Another modern example is the Tarot Garden, located near the near the town of Capalbio in southern Tuscany, created by the French sculptress, the late Niki de Saint Phalle. The garden, as the name implies, is filled with figures of the Tarot trumps, created in her inimitable style, some of them as big as houses (one of them she lived in). All of them are in brilliant colours with rich mosaics of tile and reflecting glass.
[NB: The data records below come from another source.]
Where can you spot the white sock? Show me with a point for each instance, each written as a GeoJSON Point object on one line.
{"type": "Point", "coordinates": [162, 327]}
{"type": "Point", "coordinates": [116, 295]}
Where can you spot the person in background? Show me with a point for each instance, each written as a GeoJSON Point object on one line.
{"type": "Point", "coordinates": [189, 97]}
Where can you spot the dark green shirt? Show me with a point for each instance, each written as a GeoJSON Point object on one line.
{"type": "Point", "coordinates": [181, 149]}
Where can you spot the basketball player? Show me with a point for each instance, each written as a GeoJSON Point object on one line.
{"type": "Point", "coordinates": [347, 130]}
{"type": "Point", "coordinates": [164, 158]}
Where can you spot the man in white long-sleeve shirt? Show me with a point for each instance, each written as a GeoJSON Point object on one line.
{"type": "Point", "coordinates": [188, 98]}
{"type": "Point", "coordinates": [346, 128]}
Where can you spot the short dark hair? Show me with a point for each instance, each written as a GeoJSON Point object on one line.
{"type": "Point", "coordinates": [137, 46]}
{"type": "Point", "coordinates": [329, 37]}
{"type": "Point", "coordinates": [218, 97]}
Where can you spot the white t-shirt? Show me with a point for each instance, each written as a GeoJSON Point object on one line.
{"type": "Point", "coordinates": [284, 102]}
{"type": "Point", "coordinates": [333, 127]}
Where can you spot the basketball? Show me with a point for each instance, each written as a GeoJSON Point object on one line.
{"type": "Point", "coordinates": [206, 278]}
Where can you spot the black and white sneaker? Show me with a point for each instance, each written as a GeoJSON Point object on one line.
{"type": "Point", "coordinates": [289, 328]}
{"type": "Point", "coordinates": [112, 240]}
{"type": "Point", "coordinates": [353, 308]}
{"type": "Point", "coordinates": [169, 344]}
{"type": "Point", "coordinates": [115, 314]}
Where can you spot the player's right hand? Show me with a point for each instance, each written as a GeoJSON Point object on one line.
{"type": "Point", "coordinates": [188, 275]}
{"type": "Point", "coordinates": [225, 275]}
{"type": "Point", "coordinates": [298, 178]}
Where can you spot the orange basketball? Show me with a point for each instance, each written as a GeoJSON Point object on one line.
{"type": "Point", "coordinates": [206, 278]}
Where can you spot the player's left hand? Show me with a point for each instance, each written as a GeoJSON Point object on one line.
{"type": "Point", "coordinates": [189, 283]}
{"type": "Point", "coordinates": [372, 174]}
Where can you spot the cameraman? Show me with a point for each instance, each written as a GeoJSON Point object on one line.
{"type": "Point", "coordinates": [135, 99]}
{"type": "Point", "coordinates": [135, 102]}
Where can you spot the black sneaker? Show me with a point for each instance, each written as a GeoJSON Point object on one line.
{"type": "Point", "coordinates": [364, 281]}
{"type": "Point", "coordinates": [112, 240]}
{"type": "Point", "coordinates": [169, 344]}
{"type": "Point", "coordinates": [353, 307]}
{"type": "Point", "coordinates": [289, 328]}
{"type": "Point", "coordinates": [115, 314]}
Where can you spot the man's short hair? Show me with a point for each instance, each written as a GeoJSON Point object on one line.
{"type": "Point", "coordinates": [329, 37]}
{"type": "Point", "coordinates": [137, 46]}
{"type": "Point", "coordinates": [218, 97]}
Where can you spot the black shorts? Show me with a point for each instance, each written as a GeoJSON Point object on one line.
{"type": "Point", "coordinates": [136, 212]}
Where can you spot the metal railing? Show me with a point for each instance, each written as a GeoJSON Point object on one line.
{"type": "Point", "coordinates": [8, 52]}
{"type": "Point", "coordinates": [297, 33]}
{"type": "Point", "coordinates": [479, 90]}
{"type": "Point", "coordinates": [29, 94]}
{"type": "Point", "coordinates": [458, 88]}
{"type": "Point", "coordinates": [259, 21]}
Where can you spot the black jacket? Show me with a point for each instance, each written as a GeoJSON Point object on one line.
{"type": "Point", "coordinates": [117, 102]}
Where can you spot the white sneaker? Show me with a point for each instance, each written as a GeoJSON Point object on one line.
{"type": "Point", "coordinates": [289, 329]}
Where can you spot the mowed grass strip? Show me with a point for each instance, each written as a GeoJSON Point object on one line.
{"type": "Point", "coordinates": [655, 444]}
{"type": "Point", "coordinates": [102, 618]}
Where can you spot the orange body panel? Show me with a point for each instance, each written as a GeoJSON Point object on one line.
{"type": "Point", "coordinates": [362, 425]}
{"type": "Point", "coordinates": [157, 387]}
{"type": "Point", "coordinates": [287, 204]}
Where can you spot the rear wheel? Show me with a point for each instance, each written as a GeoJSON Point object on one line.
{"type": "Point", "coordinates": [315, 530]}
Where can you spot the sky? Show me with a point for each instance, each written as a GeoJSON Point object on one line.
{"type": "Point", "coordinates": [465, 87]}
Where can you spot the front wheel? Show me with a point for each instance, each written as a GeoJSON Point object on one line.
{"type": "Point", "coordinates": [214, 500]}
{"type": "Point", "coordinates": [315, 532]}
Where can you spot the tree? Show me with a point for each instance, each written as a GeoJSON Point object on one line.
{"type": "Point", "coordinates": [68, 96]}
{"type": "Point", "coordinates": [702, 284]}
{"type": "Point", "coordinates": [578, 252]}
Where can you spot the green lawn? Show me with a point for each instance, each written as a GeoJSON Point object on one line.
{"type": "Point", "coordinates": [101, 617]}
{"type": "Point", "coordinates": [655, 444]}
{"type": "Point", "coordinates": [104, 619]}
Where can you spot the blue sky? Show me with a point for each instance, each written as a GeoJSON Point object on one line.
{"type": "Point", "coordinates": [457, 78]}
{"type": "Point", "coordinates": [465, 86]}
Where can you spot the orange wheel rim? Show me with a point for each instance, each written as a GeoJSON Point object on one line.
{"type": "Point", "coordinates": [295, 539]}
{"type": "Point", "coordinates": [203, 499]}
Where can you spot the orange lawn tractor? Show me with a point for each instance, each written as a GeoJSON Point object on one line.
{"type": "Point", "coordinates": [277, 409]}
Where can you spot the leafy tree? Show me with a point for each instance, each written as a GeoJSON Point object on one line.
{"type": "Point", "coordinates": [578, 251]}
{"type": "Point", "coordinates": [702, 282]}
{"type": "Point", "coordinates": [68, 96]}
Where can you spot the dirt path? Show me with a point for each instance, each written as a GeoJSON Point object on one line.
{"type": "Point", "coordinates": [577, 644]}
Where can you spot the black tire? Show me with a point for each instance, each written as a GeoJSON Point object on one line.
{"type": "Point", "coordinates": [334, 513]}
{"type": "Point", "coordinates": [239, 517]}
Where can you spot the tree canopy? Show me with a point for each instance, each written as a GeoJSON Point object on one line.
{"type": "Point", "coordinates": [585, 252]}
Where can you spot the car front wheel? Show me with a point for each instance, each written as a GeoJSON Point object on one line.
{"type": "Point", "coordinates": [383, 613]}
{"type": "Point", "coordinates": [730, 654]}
They are clearly influenced by the Spanish architect Antonio Gaudi, whose Park Guell in Barcelona was what originally inspired her to create the garden.
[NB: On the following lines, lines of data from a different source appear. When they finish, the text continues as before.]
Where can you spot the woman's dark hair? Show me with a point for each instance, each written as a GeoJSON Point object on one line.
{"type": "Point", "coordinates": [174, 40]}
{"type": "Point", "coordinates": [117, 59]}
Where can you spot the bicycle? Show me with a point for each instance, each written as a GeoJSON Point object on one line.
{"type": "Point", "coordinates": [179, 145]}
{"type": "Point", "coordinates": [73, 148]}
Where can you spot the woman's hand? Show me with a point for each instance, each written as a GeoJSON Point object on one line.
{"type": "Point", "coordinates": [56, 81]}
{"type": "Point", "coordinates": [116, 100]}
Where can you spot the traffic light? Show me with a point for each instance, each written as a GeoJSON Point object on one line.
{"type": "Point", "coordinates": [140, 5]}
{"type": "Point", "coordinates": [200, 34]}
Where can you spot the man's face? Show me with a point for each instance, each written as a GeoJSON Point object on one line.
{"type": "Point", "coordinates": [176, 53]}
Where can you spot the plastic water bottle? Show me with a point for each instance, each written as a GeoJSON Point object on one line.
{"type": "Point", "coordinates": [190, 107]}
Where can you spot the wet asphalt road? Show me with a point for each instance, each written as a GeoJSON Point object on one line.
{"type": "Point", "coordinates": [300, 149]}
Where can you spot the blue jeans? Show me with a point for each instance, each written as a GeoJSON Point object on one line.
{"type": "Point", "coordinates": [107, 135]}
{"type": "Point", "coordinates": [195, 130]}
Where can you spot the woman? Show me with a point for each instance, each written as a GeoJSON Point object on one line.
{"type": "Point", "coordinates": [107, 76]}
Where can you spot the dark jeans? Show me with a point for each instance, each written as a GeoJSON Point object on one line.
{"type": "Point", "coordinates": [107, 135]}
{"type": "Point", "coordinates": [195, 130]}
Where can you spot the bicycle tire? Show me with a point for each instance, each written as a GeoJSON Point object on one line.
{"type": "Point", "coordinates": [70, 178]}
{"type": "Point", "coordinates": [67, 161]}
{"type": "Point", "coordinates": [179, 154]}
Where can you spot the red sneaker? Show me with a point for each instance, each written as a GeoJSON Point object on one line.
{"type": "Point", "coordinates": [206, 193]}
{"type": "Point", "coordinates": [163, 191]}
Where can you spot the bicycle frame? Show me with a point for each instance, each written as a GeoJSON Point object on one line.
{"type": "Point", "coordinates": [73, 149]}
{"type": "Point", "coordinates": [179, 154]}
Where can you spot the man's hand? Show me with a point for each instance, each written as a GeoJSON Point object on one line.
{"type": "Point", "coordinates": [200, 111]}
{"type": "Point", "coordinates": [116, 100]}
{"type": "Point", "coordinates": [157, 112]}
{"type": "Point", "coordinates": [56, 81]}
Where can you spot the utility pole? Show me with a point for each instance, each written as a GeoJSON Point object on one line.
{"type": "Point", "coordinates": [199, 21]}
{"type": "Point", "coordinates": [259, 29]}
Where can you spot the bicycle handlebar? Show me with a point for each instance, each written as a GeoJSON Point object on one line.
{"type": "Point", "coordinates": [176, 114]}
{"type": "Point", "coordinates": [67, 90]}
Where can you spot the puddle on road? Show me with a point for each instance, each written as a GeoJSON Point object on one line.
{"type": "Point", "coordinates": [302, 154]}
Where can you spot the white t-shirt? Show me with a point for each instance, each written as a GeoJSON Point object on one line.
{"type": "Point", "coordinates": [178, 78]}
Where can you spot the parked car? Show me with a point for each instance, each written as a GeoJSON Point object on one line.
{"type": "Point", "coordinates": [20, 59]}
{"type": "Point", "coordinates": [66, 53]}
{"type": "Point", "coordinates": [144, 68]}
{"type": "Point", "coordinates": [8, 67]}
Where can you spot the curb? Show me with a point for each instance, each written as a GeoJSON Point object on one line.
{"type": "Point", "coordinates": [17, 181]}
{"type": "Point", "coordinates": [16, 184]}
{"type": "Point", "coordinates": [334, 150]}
These examples show that the tradition of sacred and symbolic gardens has not only a rich and fascinating history but also a present and a future.
About the author:
Christopher McIntosh is a British-born writer and historian, specializing in the esoteric traditions of the West. In the course of his life he has worked in publishing in London, for the United Nations in New York and for UNESCO in Hamburg, and has travelled throughout the world. He was for several years on the faculty of the Centre for the Study of Esotericism at Exeter University. His books include The Astrologers and their Creed (1969); Eliphas Lévi and the French Occult Revival (1972); The Rosicrucians (latest edition 1997); The Rose Cross and the Age of Reason (1992), based on his D.Phil. dissertation; The Swan King: Ludwig II of Bavaria (latest edition 2003); and Gardens of the Gods (2005). His fictional work includes the occult novel Return of the Tetrad (Oxford: Mandrake, 2013), the Cold War thriller The Lebensborn Spy (Vanadis Texts, 2017) and two collections of short stories, Master of the Starlit Grove (Vanadis Texts, 2014) and The Wyrde Garden (Vanadis Texts, 2015). He also has a long-standing interest in nature-oriented belief systems. His home is in Lower Saxony, North Germany.